BP says Tony Hayward will step down as chief executive officer from October 1, to be succeeded by American Robert Dudley.

In a statement accompanying its earnings update today, BP says the decision was made by "mutual agreement."

BP also reports it has taken a pretax charge of $32.2 ($NZ43.91) billion for the Gulf of Mexico spill, and plans to sell assets for up to $30 billion over the next 18 months.

The company says Dudley will be based in London when he takes up his appointment and will hand over his present duties in the United States to Lamar McKay - the chairman and president of BP America.

Hayward will remain on the board until November 30 and BP plans to nominate him as a non-executive director of its Russian joint venture TNK-BP.

Meanwhile, Greenpeace activists have been shutting down BP service stations across London this morning (this evening NZT) in protest at the company's handling of the Gulf of Mexico oil spill.

The organisation's UK website says it aims "to close dozens down this morning".

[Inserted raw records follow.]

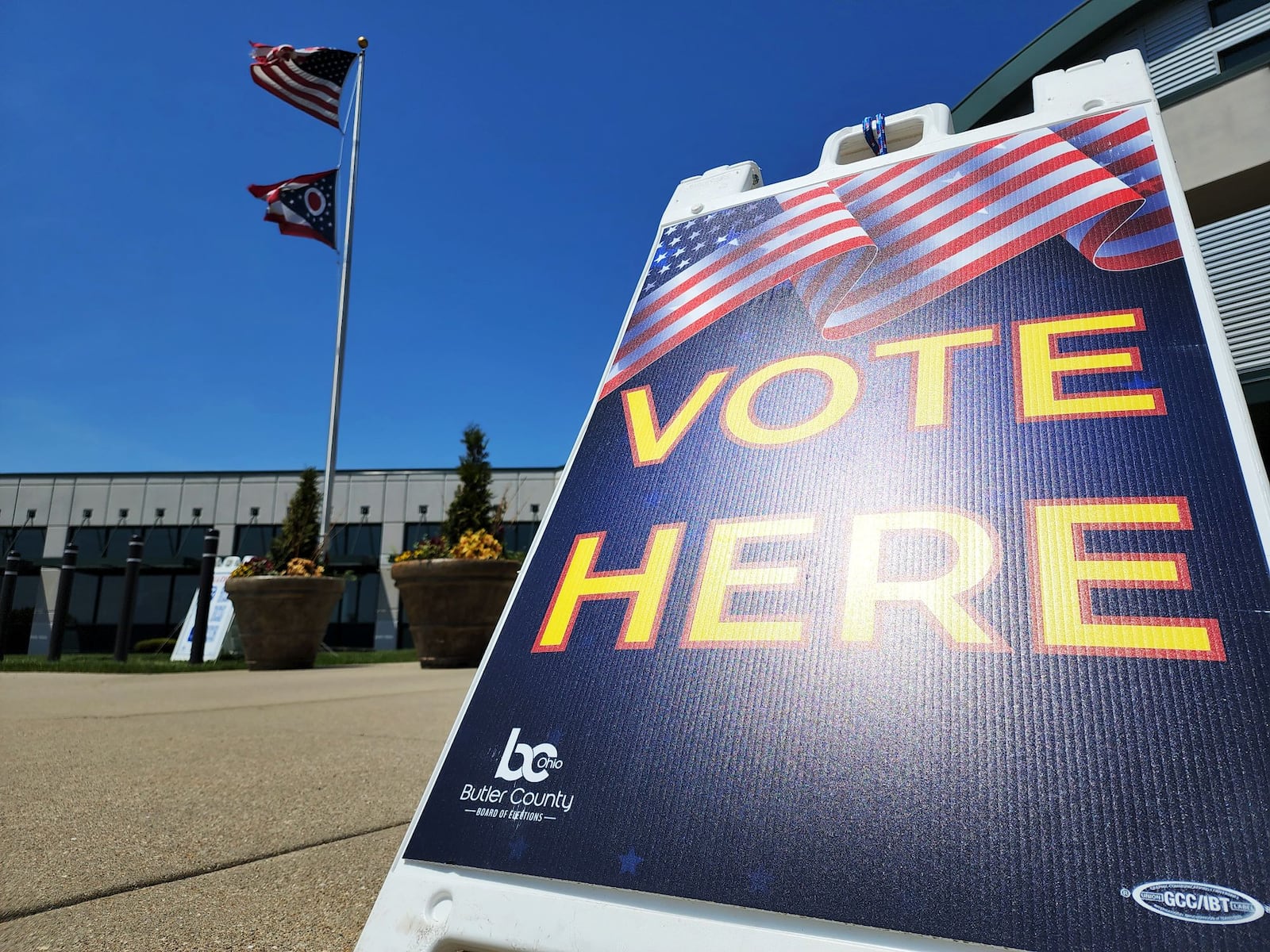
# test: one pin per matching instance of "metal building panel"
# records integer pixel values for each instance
(1237, 255)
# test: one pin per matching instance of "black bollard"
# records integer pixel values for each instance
(6, 585)
(65, 582)
(211, 543)
(133, 569)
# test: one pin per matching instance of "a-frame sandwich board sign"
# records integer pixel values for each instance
(906, 587)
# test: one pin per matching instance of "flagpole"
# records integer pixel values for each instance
(333, 429)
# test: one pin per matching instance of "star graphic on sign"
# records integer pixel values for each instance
(629, 862)
(518, 847)
(760, 880)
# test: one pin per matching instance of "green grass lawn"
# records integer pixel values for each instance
(162, 663)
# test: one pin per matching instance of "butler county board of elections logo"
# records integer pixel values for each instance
(527, 763)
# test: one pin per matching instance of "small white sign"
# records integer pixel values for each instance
(220, 616)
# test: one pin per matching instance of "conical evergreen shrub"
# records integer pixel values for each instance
(298, 536)
(473, 507)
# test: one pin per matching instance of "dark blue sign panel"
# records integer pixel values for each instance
(905, 575)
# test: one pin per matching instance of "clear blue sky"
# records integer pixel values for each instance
(516, 159)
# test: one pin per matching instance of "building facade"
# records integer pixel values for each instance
(375, 514)
(1210, 63)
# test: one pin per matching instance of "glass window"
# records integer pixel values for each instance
(175, 543)
(29, 543)
(253, 539)
(356, 541)
(1250, 51)
(152, 594)
(418, 532)
(25, 601)
(1226, 10)
(90, 539)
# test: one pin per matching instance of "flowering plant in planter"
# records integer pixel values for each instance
(476, 543)
(454, 587)
(283, 602)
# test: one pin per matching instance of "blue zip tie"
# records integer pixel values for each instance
(876, 132)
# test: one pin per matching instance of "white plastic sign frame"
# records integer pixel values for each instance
(220, 616)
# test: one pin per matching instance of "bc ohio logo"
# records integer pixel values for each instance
(533, 762)
(1197, 901)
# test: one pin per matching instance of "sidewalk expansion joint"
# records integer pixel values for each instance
(10, 916)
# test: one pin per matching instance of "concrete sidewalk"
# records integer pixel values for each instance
(221, 810)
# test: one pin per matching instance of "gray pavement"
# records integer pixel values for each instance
(221, 810)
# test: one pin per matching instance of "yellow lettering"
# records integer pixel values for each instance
(645, 588)
(709, 619)
(976, 562)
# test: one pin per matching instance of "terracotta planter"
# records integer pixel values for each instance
(454, 606)
(283, 619)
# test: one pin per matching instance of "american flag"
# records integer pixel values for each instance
(304, 206)
(869, 248)
(309, 79)
(706, 267)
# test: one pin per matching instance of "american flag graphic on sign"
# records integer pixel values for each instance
(309, 79)
(869, 248)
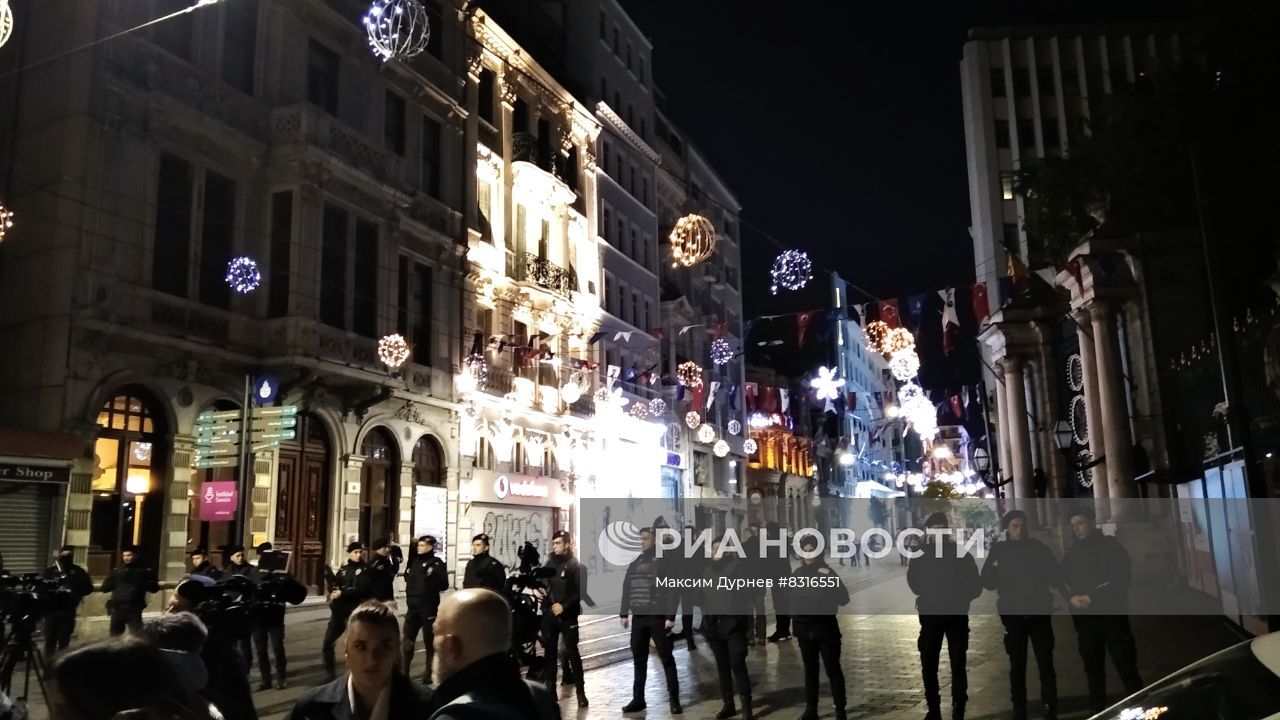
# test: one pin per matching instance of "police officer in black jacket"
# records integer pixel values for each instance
(425, 578)
(818, 593)
(1024, 573)
(383, 570)
(350, 586)
(128, 584)
(1096, 584)
(483, 569)
(73, 584)
(653, 609)
(945, 583)
(562, 606)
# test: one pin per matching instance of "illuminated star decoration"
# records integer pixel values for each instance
(397, 28)
(243, 276)
(827, 386)
(791, 270)
(393, 351)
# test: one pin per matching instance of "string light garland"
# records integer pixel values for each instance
(397, 28)
(690, 374)
(243, 276)
(393, 351)
(705, 433)
(904, 364)
(721, 351)
(791, 270)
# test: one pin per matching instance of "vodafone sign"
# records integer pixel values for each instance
(519, 490)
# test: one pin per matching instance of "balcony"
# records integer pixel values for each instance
(544, 273)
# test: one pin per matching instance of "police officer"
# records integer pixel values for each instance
(269, 625)
(128, 584)
(200, 565)
(425, 579)
(483, 569)
(74, 583)
(383, 572)
(818, 593)
(350, 587)
(649, 611)
(561, 613)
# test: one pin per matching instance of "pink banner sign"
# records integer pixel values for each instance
(218, 501)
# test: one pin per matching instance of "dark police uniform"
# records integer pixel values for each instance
(353, 580)
(484, 570)
(425, 578)
(128, 584)
(74, 583)
(818, 598)
(650, 607)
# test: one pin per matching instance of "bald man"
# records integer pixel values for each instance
(474, 674)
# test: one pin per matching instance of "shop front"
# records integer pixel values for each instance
(513, 509)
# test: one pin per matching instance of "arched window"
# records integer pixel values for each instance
(128, 484)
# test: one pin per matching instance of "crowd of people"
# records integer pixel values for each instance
(200, 657)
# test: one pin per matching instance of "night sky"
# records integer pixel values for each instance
(839, 126)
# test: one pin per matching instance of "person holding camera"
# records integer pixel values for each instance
(425, 579)
(128, 584)
(73, 580)
(350, 586)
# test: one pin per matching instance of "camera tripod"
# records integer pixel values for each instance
(21, 647)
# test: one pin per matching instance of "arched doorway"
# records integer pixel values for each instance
(213, 536)
(430, 496)
(128, 486)
(302, 483)
(379, 486)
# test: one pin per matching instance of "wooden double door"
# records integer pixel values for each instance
(302, 491)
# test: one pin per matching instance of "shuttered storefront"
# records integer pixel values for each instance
(26, 518)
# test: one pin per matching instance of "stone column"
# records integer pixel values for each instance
(1019, 438)
(1111, 399)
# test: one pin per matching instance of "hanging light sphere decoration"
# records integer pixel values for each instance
(904, 364)
(877, 336)
(393, 351)
(243, 276)
(791, 270)
(899, 340)
(690, 374)
(721, 351)
(693, 240)
(397, 28)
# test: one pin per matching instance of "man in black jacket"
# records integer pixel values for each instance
(945, 583)
(350, 586)
(1096, 583)
(128, 584)
(562, 607)
(653, 609)
(425, 579)
(475, 675)
(73, 584)
(1024, 573)
(818, 593)
(483, 569)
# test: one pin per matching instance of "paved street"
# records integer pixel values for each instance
(880, 661)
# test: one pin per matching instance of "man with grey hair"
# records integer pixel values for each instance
(474, 674)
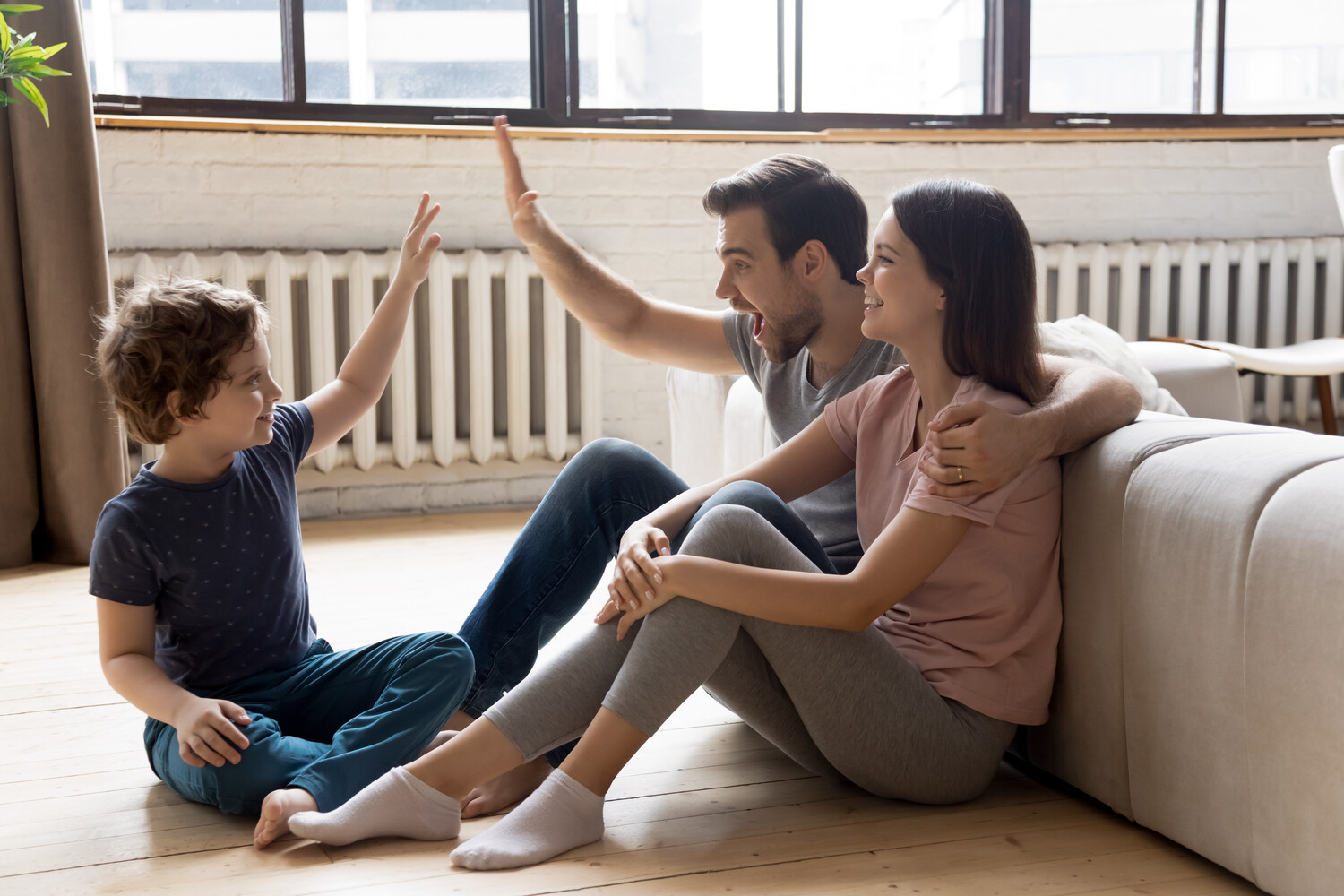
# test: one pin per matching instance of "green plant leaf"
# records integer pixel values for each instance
(31, 91)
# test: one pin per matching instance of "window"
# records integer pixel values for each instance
(798, 65)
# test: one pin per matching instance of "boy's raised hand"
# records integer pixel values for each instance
(418, 249)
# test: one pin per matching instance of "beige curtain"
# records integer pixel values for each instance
(61, 450)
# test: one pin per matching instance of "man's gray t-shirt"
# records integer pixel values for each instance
(790, 403)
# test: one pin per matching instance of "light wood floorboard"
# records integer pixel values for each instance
(706, 807)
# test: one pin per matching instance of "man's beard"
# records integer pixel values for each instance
(792, 333)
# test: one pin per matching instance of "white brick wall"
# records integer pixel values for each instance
(637, 203)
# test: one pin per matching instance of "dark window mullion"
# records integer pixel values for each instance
(293, 66)
(550, 54)
(1013, 61)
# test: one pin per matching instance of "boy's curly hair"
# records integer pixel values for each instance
(172, 333)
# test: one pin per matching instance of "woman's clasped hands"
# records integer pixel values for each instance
(640, 582)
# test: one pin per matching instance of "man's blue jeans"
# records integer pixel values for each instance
(559, 557)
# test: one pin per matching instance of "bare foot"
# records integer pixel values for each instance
(276, 810)
(507, 788)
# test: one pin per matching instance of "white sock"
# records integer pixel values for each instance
(559, 815)
(395, 805)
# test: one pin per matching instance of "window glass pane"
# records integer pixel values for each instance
(919, 56)
(438, 53)
(1284, 56)
(194, 48)
(1113, 56)
(679, 54)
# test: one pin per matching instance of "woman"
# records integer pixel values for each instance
(908, 676)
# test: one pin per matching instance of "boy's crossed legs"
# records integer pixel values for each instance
(324, 727)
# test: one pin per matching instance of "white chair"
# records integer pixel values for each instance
(1320, 358)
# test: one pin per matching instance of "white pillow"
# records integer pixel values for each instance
(1088, 340)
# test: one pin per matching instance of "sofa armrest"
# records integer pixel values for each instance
(746, 437)
(696, 413)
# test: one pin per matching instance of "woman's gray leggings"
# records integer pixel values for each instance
(838, 702)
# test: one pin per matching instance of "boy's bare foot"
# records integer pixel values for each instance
(276, 810)
(507, 788)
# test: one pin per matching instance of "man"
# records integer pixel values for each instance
(792, 237)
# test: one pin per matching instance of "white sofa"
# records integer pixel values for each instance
(1201, 685)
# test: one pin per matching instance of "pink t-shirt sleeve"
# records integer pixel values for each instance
(843, 414)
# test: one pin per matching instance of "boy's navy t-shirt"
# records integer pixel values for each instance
(220, 562)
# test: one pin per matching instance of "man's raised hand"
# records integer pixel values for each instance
(526, 217)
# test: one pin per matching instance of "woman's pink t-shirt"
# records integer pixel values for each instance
(984, 627)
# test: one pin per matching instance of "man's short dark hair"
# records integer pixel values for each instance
(803, 199)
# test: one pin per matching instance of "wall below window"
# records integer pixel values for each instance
(636, 204)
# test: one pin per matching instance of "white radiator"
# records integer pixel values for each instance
(529, 386)
(1265, 292)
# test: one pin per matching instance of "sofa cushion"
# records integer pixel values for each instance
(1295, 684)
(1190, 521)
(1083, 742)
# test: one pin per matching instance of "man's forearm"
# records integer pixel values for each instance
(1085, 403)
(599, 298)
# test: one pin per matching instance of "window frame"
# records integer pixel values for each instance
(556, 72)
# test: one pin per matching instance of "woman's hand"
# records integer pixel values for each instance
(636, 576)
(207, 731)
(631, 611)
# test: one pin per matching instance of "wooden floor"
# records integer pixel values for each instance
(706, 807)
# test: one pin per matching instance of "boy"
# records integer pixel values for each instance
(203, 618)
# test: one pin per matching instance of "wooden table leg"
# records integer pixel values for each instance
(1322, 392)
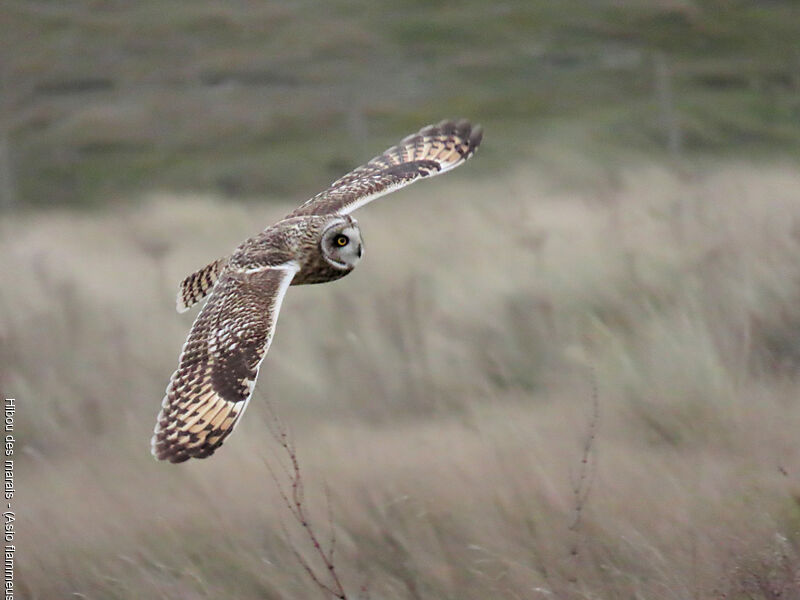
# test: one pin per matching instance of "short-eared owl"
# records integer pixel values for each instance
(316, 243)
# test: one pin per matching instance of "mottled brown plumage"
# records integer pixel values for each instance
(317, 243)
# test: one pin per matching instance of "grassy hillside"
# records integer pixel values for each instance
(99, 98)
(442, 393)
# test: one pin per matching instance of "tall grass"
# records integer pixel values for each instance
(441, 392)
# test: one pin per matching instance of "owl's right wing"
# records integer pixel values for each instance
(219, 363)
(432, 151)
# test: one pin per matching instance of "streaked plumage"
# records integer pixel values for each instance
(317, 243)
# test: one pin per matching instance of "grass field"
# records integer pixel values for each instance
(442, 393)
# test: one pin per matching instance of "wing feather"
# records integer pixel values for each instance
(431, 151)
(218, 367)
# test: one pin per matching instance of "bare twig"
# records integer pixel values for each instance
(295, 502)
(582, 485)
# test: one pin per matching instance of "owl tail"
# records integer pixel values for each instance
(197, 285)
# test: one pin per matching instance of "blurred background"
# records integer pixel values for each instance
(625, 243)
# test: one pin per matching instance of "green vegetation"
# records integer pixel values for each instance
(442, 393)
(261, 100)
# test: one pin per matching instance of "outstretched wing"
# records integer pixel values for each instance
(432, 151)
(219, 363)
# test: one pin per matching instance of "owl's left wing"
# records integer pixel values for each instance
(219, 364)
(432, 151)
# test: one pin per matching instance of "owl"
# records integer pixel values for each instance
(319, 242)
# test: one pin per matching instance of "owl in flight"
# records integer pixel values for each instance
(318, 242)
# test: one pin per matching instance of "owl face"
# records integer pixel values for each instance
(341, 244)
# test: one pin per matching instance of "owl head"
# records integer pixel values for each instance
(341, 243)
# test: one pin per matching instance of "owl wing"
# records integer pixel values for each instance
(219, 363)
(432, 151)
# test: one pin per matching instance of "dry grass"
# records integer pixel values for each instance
(441, 392)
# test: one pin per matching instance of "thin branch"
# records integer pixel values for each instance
(295, 502)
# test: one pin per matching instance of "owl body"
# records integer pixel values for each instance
(317, 243)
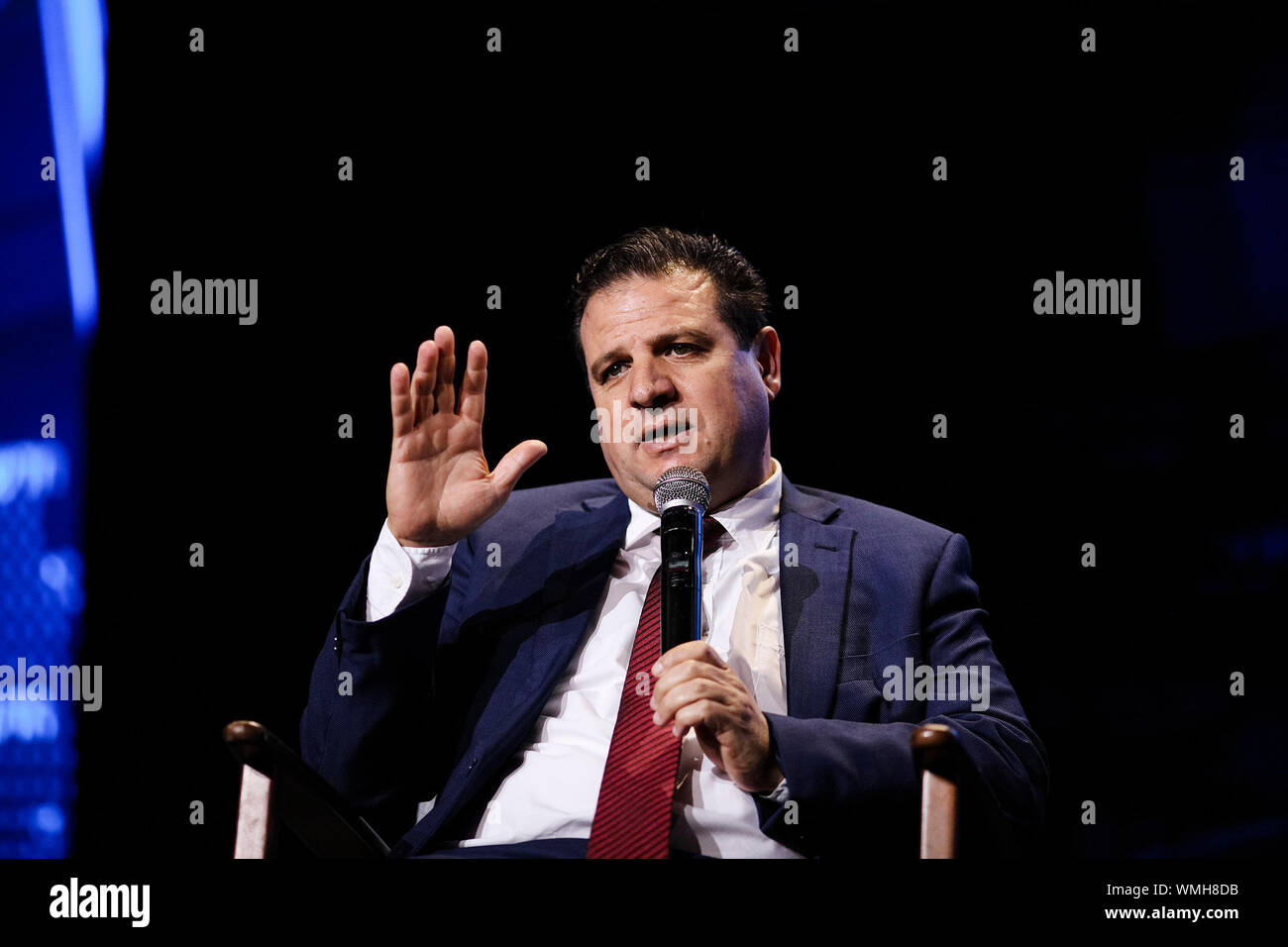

Greenpeace chose today for the protest because the announcement about Hayward stepping down was expected.

Greenpeace is updating how many stations have been shut down on its website. The latest figure is 46.

But a BP spokesman told British media the activists had only managed to close down around a dozen service stations, adding that they would be reopened as soon as it was safe to do so.

He told the Independent the stunt was "an irresponsible and childish act which is interfering with safety systems".